I was miserable. I did a lot of weeping and wailing. Bill was a bit more stiff-upper-lip. He got stuck in and lost his accent almost immediately. He was 14, and I think it was tougher for him when people took the mickey. At that age, with your hormones swirling round, you just want to be like everybody else. I found it quite difficult to be understood for a while, but I was a bit more sneaky. I began to use an English accent at school and an Irish one at home. I found myself very conflicted over that, and slightly ashamed.

Bill and I were lucky in being reasonably good at games, so we began to fit in. My mother, taken away from her family in belfast, felt quite isolated. We'd also stepped up in terms of class. Our house was bigger, and we'd become lower middle class, with all of those material, educational and cultural expectations.

In comparison with Bill, I was a relatively solitary adolescent. I spent time in the house reading while he was being social and breaking all the rules.
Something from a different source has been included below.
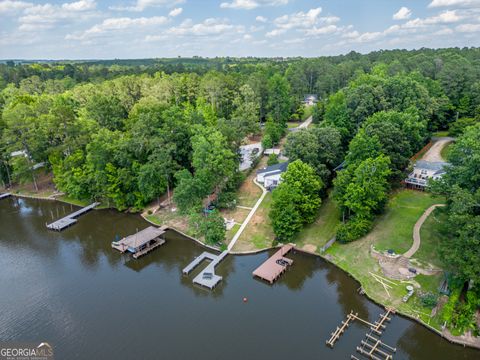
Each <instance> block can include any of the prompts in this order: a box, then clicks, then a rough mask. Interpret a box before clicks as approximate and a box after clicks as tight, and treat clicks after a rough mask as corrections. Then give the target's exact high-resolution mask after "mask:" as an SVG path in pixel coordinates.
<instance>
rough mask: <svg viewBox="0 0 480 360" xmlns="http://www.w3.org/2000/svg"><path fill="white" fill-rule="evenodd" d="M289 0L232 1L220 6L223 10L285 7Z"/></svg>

The move to England felt at times like some kind of betrayal. The transformation from that very grounded Belfast life, with its comfortable and simple expectations, had a profound effect on me. But I didn't fight to get it out of my system the way Bill did. And subsequently I carried much more baggage. Maybe the whole acting game was a way of hiding or escaping from it. When I try and do my psychobabble analysis of it, I feel that only now do I have a strong sense of who I am in the way that I did in Belfast.

Maybe the world of acting has shaped itself for me partly as a search for a sort of extended family that I felt absolutely secure and at home in. Over the years, I've developed a loose but large repertory company of people in films and theatre who have become like family - people like Richard Briers, Brian Blessed, etc.
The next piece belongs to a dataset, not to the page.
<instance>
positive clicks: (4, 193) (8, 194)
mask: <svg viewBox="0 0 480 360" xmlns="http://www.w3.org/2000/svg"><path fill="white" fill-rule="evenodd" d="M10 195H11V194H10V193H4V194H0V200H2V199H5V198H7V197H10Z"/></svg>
I developed good performance skills, playing at being something I thought was expected of me. As an actor, you lose a bit of yourself on the way; you're not really sure what reality is because you've been tricking yourself for so long. Finally, the sand settles on some hybrid version of who you are - whatever that is!

Today I'm less conflicted and guilt-ridden. And, believe me, Jews and Catholics don't have a monopoly on guilt. The Protestant work ethic was branded on my forehead: if you are fit and talented it is your duty to use it. At times I've dealt with my good fortune by thinking: "At least I'm putting myself under pressure and giving myself less time to enjoy my good fortune!"

In England, my and Bill's lives began to be even more different. He went into computer networking and got married quite young. His marriage and family have been a real education for me. The kids are great. My nieces are healthily disrespectful of me, and they're tickled by curious little bits of my celebrity, like when I've worked with someone like Leonardo DiCaprio. It's interesting to see Bill deal with things with his kids that my parents never did, like sex, drugs, the Internet. Bill's changed a lot, but he's still very driven. He's a terrific salesman and businessman, and sometimes I think he'd be a rather good actor.

For Bill - and maybe this is an Irish thing - the family is immensely important, and he has an unquestioning loyalty to it. I know he's always there for me and I'd happily talk to him about anything. If it was a terrible crisis in the middle of the night, there'd be no "How could you possibly have this, you idiot?" Our relationship has become very simple, like having a really good mate. We meet up, have a pint and a game of snooker, but we know we'd walk over glass for each other.